Estamos moços e dentro da barca. Vamos partir. Que é a nossa lira? Um instrumento que temos de apurar, de modo que fique mais sensível que o galvanômetro, mais penetrante que o microscópio: a lira eólia do nosso senso estético. Saber sentir, saber ver, saber dizer. E tem você de rangelizar a tua lira, e o Edgard tem que edgardizar a dele, e eu de lobatizar a minha. Inconfundibilizá-las. Nada de imitar seja lá quem for. Eça [de Queiroz] ou Ésquilo. Ser um Eça II ou um Ésquilo III, ou um sub-Eça, um sub-Ésquilo, sujeiras! Temos de ser nós mesmos, apurar os nossos Eus, formar o Rangel, o Edgard, o Lobato. Ser núcleo de cometa, não cauda. Puxar fila, não seguir.

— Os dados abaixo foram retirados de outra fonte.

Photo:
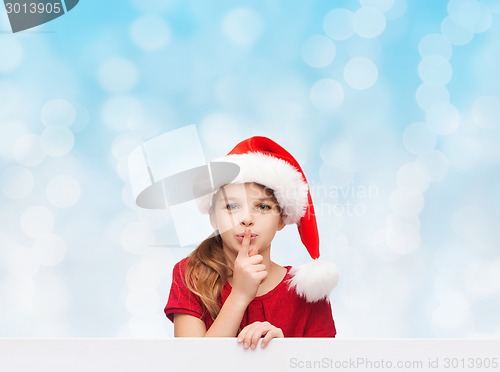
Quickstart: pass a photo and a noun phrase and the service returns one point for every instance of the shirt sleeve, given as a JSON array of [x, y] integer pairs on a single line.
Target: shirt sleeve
[[320, 322], [181, 300]]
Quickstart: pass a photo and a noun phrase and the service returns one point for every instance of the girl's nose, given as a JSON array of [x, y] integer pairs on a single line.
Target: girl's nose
[[246, 218]]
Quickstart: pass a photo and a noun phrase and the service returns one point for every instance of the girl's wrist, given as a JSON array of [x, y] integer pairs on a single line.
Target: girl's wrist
[[238, 300]]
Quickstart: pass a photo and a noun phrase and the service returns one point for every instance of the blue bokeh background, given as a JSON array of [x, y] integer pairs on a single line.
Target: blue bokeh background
[[391, 106]]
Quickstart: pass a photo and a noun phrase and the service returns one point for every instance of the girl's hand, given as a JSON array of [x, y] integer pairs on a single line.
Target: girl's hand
[[249, 271], [251, 334]]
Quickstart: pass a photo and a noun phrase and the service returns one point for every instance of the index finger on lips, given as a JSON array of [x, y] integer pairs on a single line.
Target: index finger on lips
[[245, 244]]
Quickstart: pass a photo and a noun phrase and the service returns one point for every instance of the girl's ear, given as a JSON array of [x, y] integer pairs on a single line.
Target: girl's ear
[[281, 224], [212, 221]]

O trabalho é todo subterrâneo, inconsciente; mas a Vontade há que marcar sempre um norte, como a agulha imantada.
Esses nossos desalentos, esses nossos tédios iterativos, esses nossos desesperos, provam a favor, Rangel, não provam contra. São reflexos da misteriosa gestação subterrânea. Como vem isso? Sempre como eco do constante processo analítico inerente à gestação. Você lê uma página genial de [Victor] Hugo e a comparação inconsciente que fazes entre ele e você desnuda-te uma aparente inferioridade. Eu vejo uma cena, procuro o meio de transmiti-la por meio de palavras, não consigo e perco a confiança em mim. O Edgard sente uma sensação nova, estranha, jamais sentida por ninguém no mundo; analisa-a, não a apreende — e ei-lo de dia estragado, azedo sem saber por quê. Mas esse eterno “procurar”, Rangel, é que é a grande coisa que há dentro de nós e não há no Macuco. O Macuco não procura coisa nenhuma, porque está certo de que é um gênio e não precisa de coisa nenhuma.

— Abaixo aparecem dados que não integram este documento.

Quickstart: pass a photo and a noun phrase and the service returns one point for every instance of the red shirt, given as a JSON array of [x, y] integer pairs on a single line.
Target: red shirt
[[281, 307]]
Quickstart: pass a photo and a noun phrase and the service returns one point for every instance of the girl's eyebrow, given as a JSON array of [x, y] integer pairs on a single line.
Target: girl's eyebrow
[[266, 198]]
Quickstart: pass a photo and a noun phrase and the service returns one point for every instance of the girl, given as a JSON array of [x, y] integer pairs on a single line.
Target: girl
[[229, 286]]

Cansado de desanimar, eu não desanimo mais, depois que apanhei a causa dos meus desânimos. Trabalho às ocultas lá no subconsciente. Em quê? Na afinação da lira e na fixação com palavras do que ela apanha. O sonho, sabes qual é — o sonho supremo de todos os artistas. Reduzir o senso estético a um sexto sentido. E, então, pegar a borboleta!

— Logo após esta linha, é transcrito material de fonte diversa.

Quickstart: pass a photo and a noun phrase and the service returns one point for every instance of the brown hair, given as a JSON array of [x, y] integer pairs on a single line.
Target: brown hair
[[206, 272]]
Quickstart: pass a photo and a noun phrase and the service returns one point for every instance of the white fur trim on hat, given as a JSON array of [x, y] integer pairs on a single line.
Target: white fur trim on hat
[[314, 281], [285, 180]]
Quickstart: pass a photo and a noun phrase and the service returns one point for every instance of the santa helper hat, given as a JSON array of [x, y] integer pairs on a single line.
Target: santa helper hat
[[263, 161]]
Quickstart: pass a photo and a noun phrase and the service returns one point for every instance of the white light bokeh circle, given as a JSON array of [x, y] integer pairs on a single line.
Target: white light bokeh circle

Você me pede um conselho e atrevidamente eu dou o Grande Conselho: seja você mesmo, porque ou somos nós mesmos ou não somos coisa nenhuma. E para ser si mesmo é preciso um trabalho de mouro e uma vigilância incessante na defesa, porque tudo conspira para que sejamos meros números, carneiros dos vários rebanhos — os rebanhos políticos, religiosos ou estéticos. Há no mundo o ódio à exceção — e ser si mesmo é ser exceção. Ser exceção e defendê-la contra todos os assaltos da uniformização: isto me parece a grande coisa. Se a tomarmos como programa, é possível que um dia apanhemos a borboleta de asas de fogo — e não tem a mínima importância que nos queime as mãos e a nossa volta seja como a do velho de Gleyre.[2]
Lobato
Monteiro Lobato. A barca de Gleyre. São Paulo: Brasiliense, 1972, pp. 50-52.
[1] N.S.: Edgard Jordão, amigo de Lobato. Em homenagem a esse amigo, Lobato deu o nome de Edgard a um de seus dois filhos.
[2] N.A.: Há um erro aqui. Esse quadro de Charles Gleyre, que entrou para o museu Luxemburgo e de lá passou para o Louvre, sempre foi vítima de traições. Gleyre denominou-o Soir, mas o público foi mudando esse nome para Illusions perdues, e assim ficou. Eu também mexi no quadro. Pus o velho dentro da barca e fiz a barca vir entrando no porto, toda surrada. Traí o pobre Gleyre. Sua barca não vai entrando, vai saindo, como se deduz da direção do enfunamento das velas…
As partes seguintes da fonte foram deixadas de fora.